Returning to CEFs, some investors view BlackRock as “second class” to PIMCO (especially considering BlackRock’s growing firmwide tilt toward “ESG” investing and away from their actual fiduciary responsibility to protect investor assets). However, and nonetheless, we view both of these BlackRock funds as highly attractive. BlackRock has massive firmwide resources to support the strategies, and the funds both trade at an attractive discount to NAV (something we like) and have negative z-scores (another thing we like).

And despite this year’s terrible returns for fixed-income and bond funds, we believe these funds are both positioned to benefit as interest rate hikes cease, considering they’ve been able to add new investments to the strategy that offer higher yields.

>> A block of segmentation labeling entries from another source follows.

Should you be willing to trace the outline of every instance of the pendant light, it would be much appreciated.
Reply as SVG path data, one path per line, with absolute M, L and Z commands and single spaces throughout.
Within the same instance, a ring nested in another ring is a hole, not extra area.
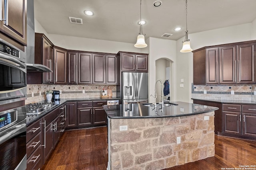
M 148 46 L 145 42 L 145 37 L 146 34 L 143 34 L 142 31 L 142 25 L 141 24 L 141 1 L 140 0 L 140 33 L 137 37 L 137 42 L 134 44 L 134 47 L 137 48 L 144 48 Z
M 182 49 L 180 51 L 181 53 L 188 53 L 192 51 L 193 50 L 190 47 L 190 43 L 189 39 L 188 39 L 188 25 L 187 24 L 187 16 L 188 15 L 188 0 L 186 0 L 186 31 L 185 32 L 185 40 L 182 41 L 183 45 Z

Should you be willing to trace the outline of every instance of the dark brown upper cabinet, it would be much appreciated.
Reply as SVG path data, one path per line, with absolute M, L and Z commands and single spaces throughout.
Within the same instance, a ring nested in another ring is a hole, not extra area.
M 114 55 L 106 55 L 106 84 L 117 84 L 117 57 Z
M 148 55 L 120 51 L 122 71 L 148 72 Z
M 245 41 L 192 51 L 194 84 L 255 83 L 256 45 Z
M 77 62 L 78 53 L 68 53 L 68 84 L 77 84 L 78 78 Z
M 78 84 L 92 84 L 92 55 L 89 53 L 79 53 L 78 65 Z
M 92 55 L 92 83 L 105 84 L 106 55 Z
M 67 51 L 54 48 L 54 84 L 66 84 Z
M 2 2 L 1 12 L 2 14 L 2 20 L 0 21 L 0 31 L 7 36 L 6 38 L 2 36 L 1 38 L 13 44 L 12 42 L 8 41 L 8 38 L 10 38 L 18 43 L 26 46 L 27 0 L 8 0 L 0 2 Z M 21 48 L 20 46 L 17 46 Z

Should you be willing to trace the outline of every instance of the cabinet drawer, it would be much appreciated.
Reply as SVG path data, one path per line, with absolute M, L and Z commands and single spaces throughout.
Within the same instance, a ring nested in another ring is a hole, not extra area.
M 93 107 L 102 107 L 102 106 L 106 105 L 107 104 L 107 101 L 106 100 L 93 101 L 92 103 Z
M 242 108 L 243 113 L 256 114 L 256 105 L 242 105 Z
M 41 147 L 41 132 L 39 133 L 26 145 L 27 156 L 29 157 L 31 154 L 39 146 Z
M 46 115 L 44 117 L 44 120 L 46 121 L 46 125 L 48 125 L 49 123 L 51 123 L 53 120 L 54 120 L 56 117 L 57 117 L 60 114 L 60 111 L 59 109 L 56 109 L 54 110 L 53 111 L 52 111 Z
M 27 127 L 26 142 L 29 142 L 40 131 L 41 131 L 41 120 L 39 120 Z
M 36 165 L 42 161 L 42 147 L 38 147 L 36 150 L 27 159 L 27 169 L 32 170 Z
M 92 102 L 78 102 L 77 107 L 92 107 Z
M 238 104 L 223 104 L 222 111 L 241 112 L 242 111 L 241 106 Z

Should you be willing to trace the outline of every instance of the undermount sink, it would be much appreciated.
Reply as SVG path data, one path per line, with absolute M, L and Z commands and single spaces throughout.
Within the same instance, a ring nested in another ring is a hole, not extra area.
M 152 103 L 145 103 L 145 104 L 142 104 L 143 105 L 144 105 L 146 107 L 151 107 L 151 106 L 154 106 L 154 105 Z M 164 106 L 170 106 L 172 105 L 174 105 L 174 106 L 177 106 L 178 105 L 178 104 L 175 104 L 174 103 L 165 103 L 164 104 Z M 158 103 L 156 103 L 156 106 L 162 106 L 162 104 L 159 104 Z

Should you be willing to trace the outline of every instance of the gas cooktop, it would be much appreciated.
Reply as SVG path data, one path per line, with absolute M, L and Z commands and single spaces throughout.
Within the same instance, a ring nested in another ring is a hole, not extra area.
M 27 115 L 39 115 L 55 107 L 54 102 L 36 103 L 26 105 Z

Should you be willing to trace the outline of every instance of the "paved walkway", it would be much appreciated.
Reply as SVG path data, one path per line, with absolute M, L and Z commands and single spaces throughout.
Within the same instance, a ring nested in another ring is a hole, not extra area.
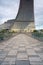
M 0 65 L 43 65 L 43 43 L 25 34 L 0 43 Z

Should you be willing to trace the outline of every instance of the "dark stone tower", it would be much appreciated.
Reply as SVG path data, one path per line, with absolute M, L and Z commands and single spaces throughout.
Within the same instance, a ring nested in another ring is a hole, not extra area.
M 34 0 L 20 0 L 19 11 L 12 29 L 29 30 L 34 23 Z M 31 26 L 31 27 L 30 27 Z

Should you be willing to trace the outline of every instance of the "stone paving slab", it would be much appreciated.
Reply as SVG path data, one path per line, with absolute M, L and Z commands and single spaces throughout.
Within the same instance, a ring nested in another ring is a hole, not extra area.
M 0 43 L 0 65 L 43 65 L 43 42 L 19 34 Z
M 17 60 L 16 65 L 30 65 L 29 60 Z

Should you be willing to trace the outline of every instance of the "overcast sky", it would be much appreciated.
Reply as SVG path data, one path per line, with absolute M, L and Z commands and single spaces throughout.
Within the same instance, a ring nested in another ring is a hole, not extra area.
M 0 24 L 8 19 L 15 19 L 20 0 L 0 0 Z M 43 0 L 34 0 L 35 27 L 43 28 Z
M 43 0 L 34 0 L 35 27 L 43 29 Z
M 20 0 L 0 0 L 0 24 L 8 19 L 15 19 Z

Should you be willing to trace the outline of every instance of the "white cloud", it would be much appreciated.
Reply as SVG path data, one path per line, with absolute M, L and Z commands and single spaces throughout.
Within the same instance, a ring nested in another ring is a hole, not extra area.
M 43 0 L 34 0 L 36 29 L 43 28 Z

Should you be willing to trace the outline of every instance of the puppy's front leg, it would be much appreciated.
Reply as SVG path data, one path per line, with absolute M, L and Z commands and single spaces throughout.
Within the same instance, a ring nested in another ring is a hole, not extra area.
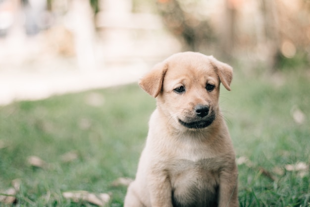
M 148 181 L 152 207 L 173 207 L 171 186 L 167 172 L 152 170 Z
M 219 207 L 239 207 L 237 179 L 236 168 L 230 172 L 221 172 Z

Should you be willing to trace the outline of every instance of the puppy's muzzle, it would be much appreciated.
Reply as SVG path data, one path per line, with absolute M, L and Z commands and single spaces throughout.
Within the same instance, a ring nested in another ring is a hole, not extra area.
M 210 125 L 215 119 L 214 111 L 210 110 L 208 106 L 198 104 L 195 107 L 191 117 L 179 122 L 185 127 L 190 129 L 203 129 Z
M 199 117 L 203 118 L 209 113 L 209 107 L 206 105 L 197 105 L 194 109 L 196 115 Z

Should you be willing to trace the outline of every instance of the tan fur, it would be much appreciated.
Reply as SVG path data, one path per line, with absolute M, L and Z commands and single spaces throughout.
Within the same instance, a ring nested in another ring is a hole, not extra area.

BlackRock is a bit more conservative on the use of leverage (versus PIMCO) which some investors prefer. We have owned both of these funds in the past, but sold them (earlier this year and late last year) as the Fed ramped up its interest rate hike trajectory. BTZ offers a little higher credit quality, and a bigger discount to NAV, but it also has a bumpier distribution payment history-something some investors don’t mind, but others simply cannot tolerate. Both funds are attractive here.

The Bottom Line

If you enjoyed the ideas in this report, we offer a couple more interesting ones here: Top 10 Big-Yield Bond CEFs and BDCs. Just know that the market could still get worse before it gets better, and that these opportunities should be included as part of a prudently-diversified, long-term, goal-focused portfolio.

Disciplined long-term investing is a winning strategy (it has been over and over again throughout history) and owning things that offer big steady income payments can make it much easier to wait for the eventual rebound to come.